Faltaba la trampa explosiva, y para ella debían trabajar en aún mayor intimidad, por cuanto la labor requería que ella hiciera pasar un trozo de cable de acero a través del tejido de la tapa, de forma tal que él la sostuvo todo lo bajo que le fue posible, mientras la muchacha, con sus pequeñas manos, llevaba el cable hasta el clavijero con las pinzas. Esta vez, cautelosamente, él volvió a acercar el artilugio al lavamanos y, dándole la espalda, repuso las bisagras, soldándolas por ambos lados. Habían pasado el punto desde el cual aún era posible retornar.
- ¿Sabes que le dije una vez a Tayeh?
- No.
- «Tayeh, amigo mío, nosotros, los palestinos, somos muy indolentes en nuestro exilio. ¿Por qué no tenemos palestinos en el Pentágono? ¿Ni en el Departamento de Estado? ¿Por qué todavía no controlamos el New York Times, Wall Street, la CIA? ¿Por qué no estamos haciendo películas en Hollywood acerca de nuestra gran lucha, ni se nos elige para la alcaldía de Nueva York ni para la presidencia del Tribunal Supremo? ¿Qué es lo que no hacemos bien, Tayeh? ¿Por qué carecemos de espíritu de empresa? No basta con que los nuestros lleguen a ser doctores, científicos, profesores. ¿Por qué no mandamos en Estados Unidos también? ¿Por eso tenemos que emplear bombas y armas?
Estaba de pie ante ella y sujetaba la cartera por el asa, como un buen viajante de comercio.
- ¿Sabes qué debemos hacer?
Ella no lo sabía.
- Marchar. Todos. Antes de que acaben con nosotros definitiva-mente. -Ofreciéndole el antebrazo, la ayudó a ponerse en pie-. De Estados Unidos, de Australia, de París, de Jordania, de Arabia Saudí, del Líbano…, de todos los lugares del mundo en que haya palestinos. Embarcamos hacia las fronteras. Aviones. Millones de nosotros. Como una gran marea a la que nadie pueda hacer retroceder. -Tendió la cartera a la muchacha y comenzó a reunir rápidamente sus herramientas y a colocarlas en la caja-. Entonces, todos juntos, marchamos hacia nuestra patria, reclamamos nuestras casas y nuestras granjas y nuestras aldeas, aun cuando tengamos que derribar sus ciudades e instalaciones y kibutzim para dar con ellas.

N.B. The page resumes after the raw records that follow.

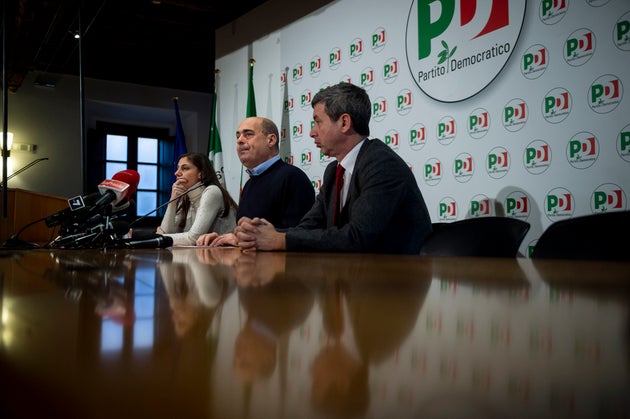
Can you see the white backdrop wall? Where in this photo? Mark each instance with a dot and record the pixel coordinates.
(561, 153)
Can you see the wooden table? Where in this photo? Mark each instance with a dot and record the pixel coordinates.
(217, 333)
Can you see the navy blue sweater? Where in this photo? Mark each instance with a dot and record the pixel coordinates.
(282, 194)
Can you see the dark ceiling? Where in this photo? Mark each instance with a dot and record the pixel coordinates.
(161, 43)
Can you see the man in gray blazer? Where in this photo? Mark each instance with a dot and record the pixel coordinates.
(381, 207)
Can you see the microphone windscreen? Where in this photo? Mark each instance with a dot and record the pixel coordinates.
(130, 177)
(120, 227)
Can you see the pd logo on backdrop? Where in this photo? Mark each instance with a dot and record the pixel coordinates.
(455, 48)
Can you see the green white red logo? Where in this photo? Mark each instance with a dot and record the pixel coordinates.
(392, 139)
(378, 39)
(478, 123)
(623, 143)
(537, 157)
(515, 115)
(605, 93)
(556, 105)
(379, 109)
(579, 47)
(417, 136)
(621, 33)
(315, 66)
(463, 167)
(608, 197)
(432, 171)
(455, 49)
(446, 130)
(498, 162)
(552, 11)
(582, 150)
(559, 203)
(534, 61)
(390, 70)
(517, 204)
(481, 206)
(356, 50)
(334, 58)
(447, 209)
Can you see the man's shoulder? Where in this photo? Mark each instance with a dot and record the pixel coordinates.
(285, 167)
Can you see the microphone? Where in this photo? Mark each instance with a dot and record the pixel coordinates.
(159, 242)
(122, 185)
(204, 183)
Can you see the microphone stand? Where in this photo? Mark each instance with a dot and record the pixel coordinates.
(206, 183)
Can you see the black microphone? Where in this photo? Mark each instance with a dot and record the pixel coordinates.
(204, 183)
(159, 242)
(77, 208)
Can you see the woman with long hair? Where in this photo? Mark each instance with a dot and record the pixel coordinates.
(207, 207)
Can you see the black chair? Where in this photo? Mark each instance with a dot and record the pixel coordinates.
(602, 236)
(482, 237)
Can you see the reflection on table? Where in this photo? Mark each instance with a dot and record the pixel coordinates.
(217, 333)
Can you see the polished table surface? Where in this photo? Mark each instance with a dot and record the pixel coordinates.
(218, 333)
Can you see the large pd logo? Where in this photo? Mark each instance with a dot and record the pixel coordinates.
(456, 48)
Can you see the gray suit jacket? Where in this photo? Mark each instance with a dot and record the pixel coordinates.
(384, 211)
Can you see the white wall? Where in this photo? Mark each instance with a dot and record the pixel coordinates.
(450, 198)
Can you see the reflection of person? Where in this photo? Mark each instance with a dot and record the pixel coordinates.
(202, 210)
(276, 303)
(365, 321)
(384, 211)
(277, 191)
(194, 291)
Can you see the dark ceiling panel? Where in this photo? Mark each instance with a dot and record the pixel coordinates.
(165, 43)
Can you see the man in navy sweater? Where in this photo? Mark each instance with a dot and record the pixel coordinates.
(276, 190)
(379, 209)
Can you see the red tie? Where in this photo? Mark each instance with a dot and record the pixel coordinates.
(338, 189)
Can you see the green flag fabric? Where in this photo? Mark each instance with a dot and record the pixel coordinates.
(215, 152)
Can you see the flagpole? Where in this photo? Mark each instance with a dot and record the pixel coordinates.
(215, 150)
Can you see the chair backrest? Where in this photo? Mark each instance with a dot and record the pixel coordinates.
(602, 236)
(481, 236)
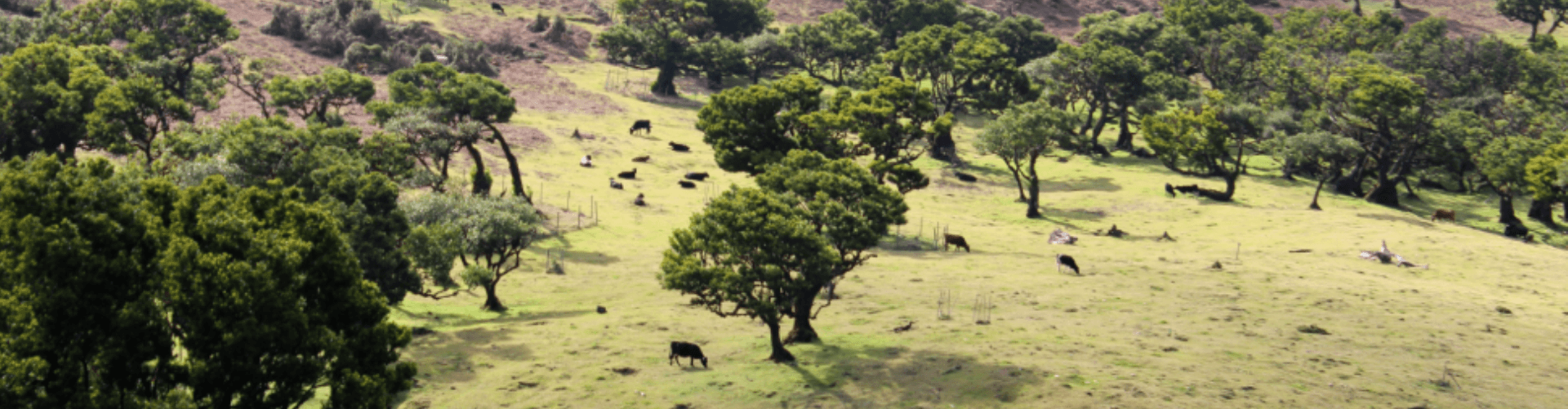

No funcionaría. ¿Sabes por qué no? Ellos nunca vendrían.
Se dejó caer en cuclillas, examinando la alfombra raída en busca de señales reveladoras.
- Nuestros ricos no serían capaces de soportar su propio descenso en las condiciones socioeconómicas de vida -explicó, destacando irónicamente la jerga-. Nuestros mercaderes no abandonarían sus bancos y tiendas y despachos. Nuestros doctores no dejarían sus elegantes clínicas, ni los abogados sus prácticas corruptas, ni nuestros académicos sus cómodas universidades. -Estaba de pie ante ella, y su sonrisa era un triunfo sobre todo su dolor-. De modo que los ricos hacen dinero y los pobres luchan. ¿Acaso alguna vez fue distinto?
Ella le precedió escaleras abajo. Fue la salida de una furcia con su cajita de afeites. La furgoneta de Coca-cola seguía en el patio, pero ella pasó de largo ante el vehículo, como si nunca en su vida lo hubiese visto, y subió a un Ford de modelo rural, un diesel con balas de paja atadas encima. Se sentó junto a él. Nuevamente, colinas. Pinos cargados por un lado de nieve húmeda y fresca. Instrucciones, en el mismo estilo que las de Joseph: «Charlie, ¿entiendes?» «Si, El Jalil, entiendo.» «Entonces, repítemelo.» Ella lo hizo. «Es por la paz, recuérdalo.» «Lo recordaré, El Jalil; lo recordaré: por la paz, por Michel, por Palestina; por Joseph y El Jalil; por Marty y la revolución y por Israel, y por el teatro de lo real.»